Personal information
- Full name: Igor Anatolyevich Ponomaryov
- Date of birth: 24 February 1960 (age 66)
- Place of birth: Baku, Azerbaijani SSR
- Height: 1.80 m (5 ft 11 in)
- Position: Midfielder

Team information
- Current team: Sabah (board member)

Youth career
- 1977–1978: Neftçi

Senior career*
- Years: Team / Apps / (Gls)
- 1978–1981: Neftçi / 77 / (25)
- 1982: CSKA Moscow / 34 / (3)
- 1983–1988: Neftçi / 149 / (38)
- 1989: IFK Norrköping / 17 / (3)
- Total:  / 277 / (69)

International career
- 1988: USSR (Olympic) / 1 / (0)
- 1980: USSR / 1 / (0)

Managerial career
- IFK Norrköping (assistant)
- Reymersholms IK (assistant)
- 2000–2001: Azerbaijan
- 2002–2003: Syrianska FC
- 2004–2005: Qarabağ
- 2006–2007: Mashuk-KMV Pyatigorsk
- 2008–2009: Khazar Lankaran
- 2019–: Sabah (board member)
- 2024: Sabah (caretaker)

Medal record
Representing the Soviet Union
Men's football
| Gold medal – first place | 1988 Seoul | Team |

= Igor Ponomaryov =

Soviet football player (born 1960)

Igor Anatolyevich Ponomaryov (Игорь Анатольевич Пономарёв; İqor Anatoli oğlu Ponomaryov; born 24 February 1960) is an Azerbaijani and Russian football manager and a former Soviet player.

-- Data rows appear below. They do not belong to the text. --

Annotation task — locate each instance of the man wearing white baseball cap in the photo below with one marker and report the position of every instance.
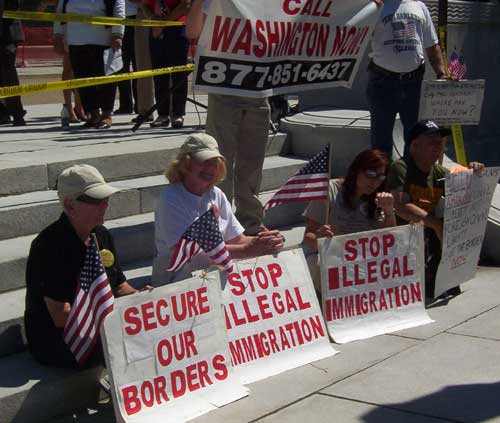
(56, 258)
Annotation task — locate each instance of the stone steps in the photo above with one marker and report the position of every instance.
(30, 392)
(133, 236)
(29, 213)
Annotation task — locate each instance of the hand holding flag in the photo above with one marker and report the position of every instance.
(203, 235)
(309, 183)
(93, 302)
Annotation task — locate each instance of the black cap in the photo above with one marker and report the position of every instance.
(427, 127)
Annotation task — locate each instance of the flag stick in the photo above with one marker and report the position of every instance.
(328, 200)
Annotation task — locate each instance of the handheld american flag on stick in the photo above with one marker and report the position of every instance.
(203, 235)
(457, 66)
(93, 302)
(309, 183)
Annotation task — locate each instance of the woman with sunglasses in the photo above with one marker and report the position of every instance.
(358, 203)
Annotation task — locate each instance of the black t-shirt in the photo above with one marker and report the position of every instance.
(54, 263)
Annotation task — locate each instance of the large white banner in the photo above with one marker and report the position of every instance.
(467, 205)
(273, 317)
(452, 102)
(260, 48)
(167, 353)
(373, 282)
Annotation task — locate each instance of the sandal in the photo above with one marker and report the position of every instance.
(160, 122)
(178, 122)
(104, 123)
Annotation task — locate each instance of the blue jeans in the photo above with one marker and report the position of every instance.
(386, 97)
(170, 49)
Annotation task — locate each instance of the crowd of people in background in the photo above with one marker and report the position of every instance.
(376, 192)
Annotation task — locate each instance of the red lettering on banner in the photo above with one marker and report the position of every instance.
(191, 377)
(275, 272)
(162, 319)
(223, 35)
(371, 296)
(160, 384)
(237, 287)
(178, 383)
(277, 303)
(147, 314)
(406, 269)
(260, 34)
(383, 304)
(130, 317)
(147, 393)
(190, 304)
(262, 302)
(416, 294)
(284, 340)
(357, 279)
(272, 341)
(244, 40)
(219, 364)
(250, 317)
(311, 7)
(348, 40)
(130, 400)
(181, 346)
(371, 270)
(288, 9)
(351, 253)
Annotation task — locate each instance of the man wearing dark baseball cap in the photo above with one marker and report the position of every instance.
(417, 183)
(56, 259)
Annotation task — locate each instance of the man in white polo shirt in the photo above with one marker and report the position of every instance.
(402, 36)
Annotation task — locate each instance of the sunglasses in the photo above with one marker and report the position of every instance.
(371, 174)
(90, 200)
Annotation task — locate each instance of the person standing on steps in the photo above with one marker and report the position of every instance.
(402, 37)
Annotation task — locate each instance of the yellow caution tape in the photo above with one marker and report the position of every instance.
(92, 20)
(86, 82)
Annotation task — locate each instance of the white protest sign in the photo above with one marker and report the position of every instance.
(260, 48)
(452, 102)
(167, 353)
(373, 282)
(273, 317)
(467, 204)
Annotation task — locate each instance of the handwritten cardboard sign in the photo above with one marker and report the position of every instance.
(467, 204)
(452, 102)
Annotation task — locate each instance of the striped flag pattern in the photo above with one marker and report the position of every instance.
(93, 302)
(457, 66)
(202, 236)
(309, 183)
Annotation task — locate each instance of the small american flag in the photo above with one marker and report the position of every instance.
(93, 302)
(404, 30)
(457, 66)
(203, 235)
(309, 183)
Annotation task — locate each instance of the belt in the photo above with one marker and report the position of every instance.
(415, 74)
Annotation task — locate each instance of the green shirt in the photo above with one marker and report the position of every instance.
(425, 190)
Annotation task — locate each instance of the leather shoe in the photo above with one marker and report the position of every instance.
(121, 111)
(148, 119)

He is a board member of Sabah.

==Honours==
- Olympic Champion: 1988
- UEFA European Under-19 Football Championship winner: 1978
- 1979 FIFA World Youth Championship runner-up: 1979
- Holds the record for most penalty kicks scored in a row without misses in the Soviet Top League (24)

==International career==
In the 1979 FIFA World Youth Championship final He Scored a free kick to give the Soviet Union national under-20 football team the lead, but the Team eventually lost 3-1 to the Argentina national under-20 football team.

Ponomaryov played his only game for USSR on 4 December 1980 in a friendly against Argentina and Diego Maradona.

==Personal life==
He is the father of Anatoli Ponomarev. Both hold Swedish passports.